Moving into September, food prices are expected to maintain the upward trajectory as persistent drought conditions in several major producing countries force the FAO to cut its estimate for world cereal production. 

Among the major cereals, the forecast for wheat production saw the biggest downward revision — down 15.2 million tonnes since July to 769.5 million tonnes —  mainly due to adverse weather conditions in the United States, Canada, Kazakhstan and Russia. 

The forecast for global barley production in 2021 has also been trimmed by 6 million tonnes on lower yield expectations in the USA and Canada.  

FAO’s forecast of global rice production in 2021 has undergone a 400 000 tonne downward revision since July to 519 million tonnes (milled basis) due to more pronounced area reductions than previously foreseen in Japan and the USA. 

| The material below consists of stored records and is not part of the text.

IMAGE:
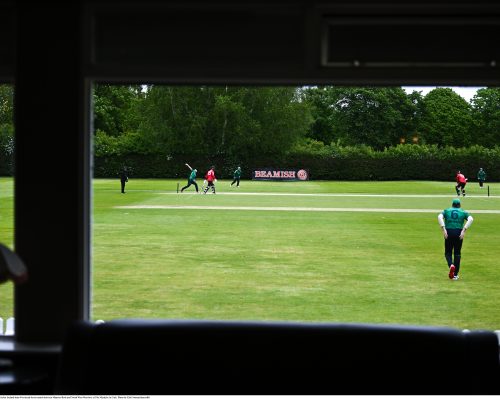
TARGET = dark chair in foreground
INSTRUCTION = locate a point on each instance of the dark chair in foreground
(159, 357)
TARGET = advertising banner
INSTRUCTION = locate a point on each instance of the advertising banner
(273, 174)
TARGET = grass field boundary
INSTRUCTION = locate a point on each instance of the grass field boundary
(443, 196)
(306, 209)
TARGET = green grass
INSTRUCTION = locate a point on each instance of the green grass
(374, 267)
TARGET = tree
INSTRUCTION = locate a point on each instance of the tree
(446, 118)
(377, 117)
(116, 108)
(224, 121)
(485, 129)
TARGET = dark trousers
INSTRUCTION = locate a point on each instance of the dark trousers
(453, 245)
(189, 184)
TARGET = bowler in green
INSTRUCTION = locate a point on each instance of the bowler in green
(452, 221)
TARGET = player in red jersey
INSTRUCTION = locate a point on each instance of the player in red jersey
(211, 180)
(461, 182)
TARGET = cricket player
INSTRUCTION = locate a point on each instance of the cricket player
(461, 182)
(236, 176)
(191, 179)
(481, 177)
(451, 221)
(211, 180)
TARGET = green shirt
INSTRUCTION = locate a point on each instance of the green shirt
(454, 218)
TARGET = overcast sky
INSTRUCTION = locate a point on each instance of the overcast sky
(467, 92)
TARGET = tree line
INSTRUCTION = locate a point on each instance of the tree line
(240, 123)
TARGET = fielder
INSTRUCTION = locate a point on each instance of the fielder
(451, 221)
(191, 179)
(211, 180)
(461, 182)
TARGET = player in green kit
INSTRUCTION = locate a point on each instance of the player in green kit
(236, 176)
(451, 222)
(191, 179)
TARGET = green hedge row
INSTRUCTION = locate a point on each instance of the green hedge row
(403, 162)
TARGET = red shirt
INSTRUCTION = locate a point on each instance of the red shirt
(210, 176)
(461, 178)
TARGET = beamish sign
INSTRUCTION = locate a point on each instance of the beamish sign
(270, 174)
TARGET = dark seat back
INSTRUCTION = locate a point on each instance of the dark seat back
(159, 357)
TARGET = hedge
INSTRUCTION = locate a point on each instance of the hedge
(402, 162)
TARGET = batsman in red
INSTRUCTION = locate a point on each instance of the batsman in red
(211, 180)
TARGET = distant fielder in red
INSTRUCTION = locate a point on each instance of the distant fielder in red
(461, 182)
(211, 180)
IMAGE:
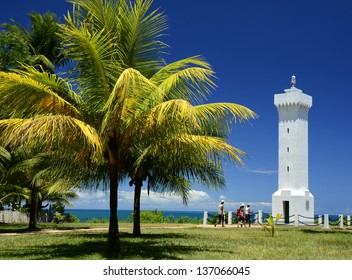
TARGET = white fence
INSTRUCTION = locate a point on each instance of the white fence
(10, 217)
(296, 220)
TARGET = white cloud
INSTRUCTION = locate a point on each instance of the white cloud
(198, 201)
(261, 171)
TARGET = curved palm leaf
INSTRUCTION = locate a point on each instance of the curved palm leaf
(51, 132)
(32, 93)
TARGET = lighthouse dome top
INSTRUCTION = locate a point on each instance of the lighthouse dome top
(293, 96)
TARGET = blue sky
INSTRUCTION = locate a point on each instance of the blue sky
(255, 47)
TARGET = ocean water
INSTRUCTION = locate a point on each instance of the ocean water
(87, 214)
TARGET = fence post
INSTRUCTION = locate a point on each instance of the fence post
(205, 218)
(260, 217)
(296, 220)
(326, 220)
(229, 218)
(341, 221)
(320, 220)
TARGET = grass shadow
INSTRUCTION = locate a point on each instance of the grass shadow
(322, 231)
(94, 246)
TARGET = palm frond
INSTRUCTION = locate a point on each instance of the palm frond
(96, 68)
(31, 94)
(128, 100)
(52, 132)
(189, 79)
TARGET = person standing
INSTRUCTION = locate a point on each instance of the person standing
(221, 214)
(241, 220)
(247, 212)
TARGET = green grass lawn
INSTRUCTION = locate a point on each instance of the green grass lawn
(176, 242)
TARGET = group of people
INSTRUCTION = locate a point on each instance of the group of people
(243, 215)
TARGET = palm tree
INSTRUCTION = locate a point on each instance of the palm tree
(119, 99)
(42, 40)
(34, 178)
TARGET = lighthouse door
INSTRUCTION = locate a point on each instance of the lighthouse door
(286, 205)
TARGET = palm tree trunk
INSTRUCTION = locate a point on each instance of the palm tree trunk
(113, 239)
(137, 209)
(33, 210)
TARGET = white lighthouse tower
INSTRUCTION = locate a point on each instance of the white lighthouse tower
(293, 196)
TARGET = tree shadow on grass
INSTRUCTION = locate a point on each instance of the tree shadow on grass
(322, 231)
(94, 246)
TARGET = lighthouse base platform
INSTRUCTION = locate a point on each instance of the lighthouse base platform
(292, 202)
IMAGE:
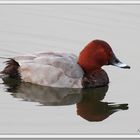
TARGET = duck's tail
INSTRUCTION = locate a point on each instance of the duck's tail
(11, 68)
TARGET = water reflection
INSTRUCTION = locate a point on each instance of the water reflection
(88, 102)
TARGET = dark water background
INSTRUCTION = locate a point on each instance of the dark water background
(30, 109)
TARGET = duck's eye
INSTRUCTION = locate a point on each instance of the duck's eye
(116, 61)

Maize production forecasts have been raised for Argentina, the European Union and Ukraine as continued conducive weather has bolstered yield prospects. 

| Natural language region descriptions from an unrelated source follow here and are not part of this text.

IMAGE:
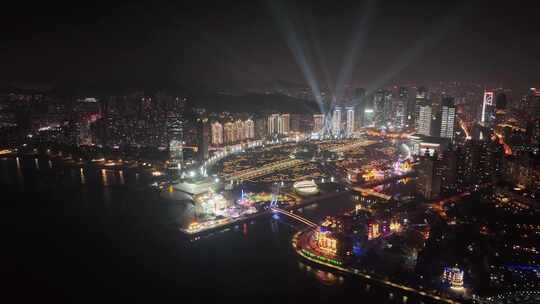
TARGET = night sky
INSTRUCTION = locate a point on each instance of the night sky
(243, 45)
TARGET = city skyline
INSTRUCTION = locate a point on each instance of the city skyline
(271, 151)
(216, 47)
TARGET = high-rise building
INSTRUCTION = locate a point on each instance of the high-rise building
(422, 93)
(359, 104)
(318, 123)
(448, 170)
(533, 103)
(423, 122)
(284, 123)
(175, 133)
(273, 124)
(229, 133)
(488, 109)
(349, 127)
(217, 134)
(336, 121)
(448, 114)
(249, 129)
(420, 100)
(203, 139)
(429, 182)
(240, 134)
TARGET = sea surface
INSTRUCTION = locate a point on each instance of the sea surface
(87, 235)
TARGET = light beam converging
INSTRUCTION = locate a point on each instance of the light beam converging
(297, 48)
(355, 49)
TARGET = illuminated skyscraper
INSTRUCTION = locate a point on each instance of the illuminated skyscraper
(229, 132)
(420, 100)
(203, 138)
(359, 103)
(318, 123)
(423, 123)
(239, 132)
(272, 124)
(429, 182)
(488, 109)
(349, 129)
(284, 122)
(175, 134)
(336, 121)
(217, 134)
(448, 114)
(249, 129)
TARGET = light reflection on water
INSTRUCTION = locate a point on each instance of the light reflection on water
(324, 277)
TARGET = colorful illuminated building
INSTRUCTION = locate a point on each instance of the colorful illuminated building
(453, 276)
(326, 242)
(373, 230)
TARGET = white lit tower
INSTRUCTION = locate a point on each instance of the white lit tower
(349, 129)
(336, 121)
(217, 134)
(318, 123)
(284, 122)
(272, 124)
(448, 115)
(488, 109)
(175, 139)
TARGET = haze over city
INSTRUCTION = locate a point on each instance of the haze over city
(271, 151)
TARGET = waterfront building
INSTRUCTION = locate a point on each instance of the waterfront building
(349, 127)
(272, 124)
(423, 122)
(448, 114)
(217, 134)
(284, 122)
(249, 129)
(428, 182)
(336, 121)
(318, 123)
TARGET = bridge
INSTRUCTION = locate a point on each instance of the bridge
(371, 192)
(294, 216)
(342, 147)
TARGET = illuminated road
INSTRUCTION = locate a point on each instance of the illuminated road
(351, 145)
(372, 192)
(264, 170)
(267, 169)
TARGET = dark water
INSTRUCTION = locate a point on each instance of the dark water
(72, 239)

The lowered cereal forecasts and the rising food prices are now increasing inflation risks for central banks as well as consumers, particularly those in poorer nations that are dependent on imports.  

Abdolreza Abbassian, a senior economist at the Rome-based FAO, now only hopes for a good weather to help tame the rising food prices. 

“We will need very good weather” going into next season, Abbassian says. “If anything on the supply side fails to meet expectations, we could stay in this high-price situation for much longer.”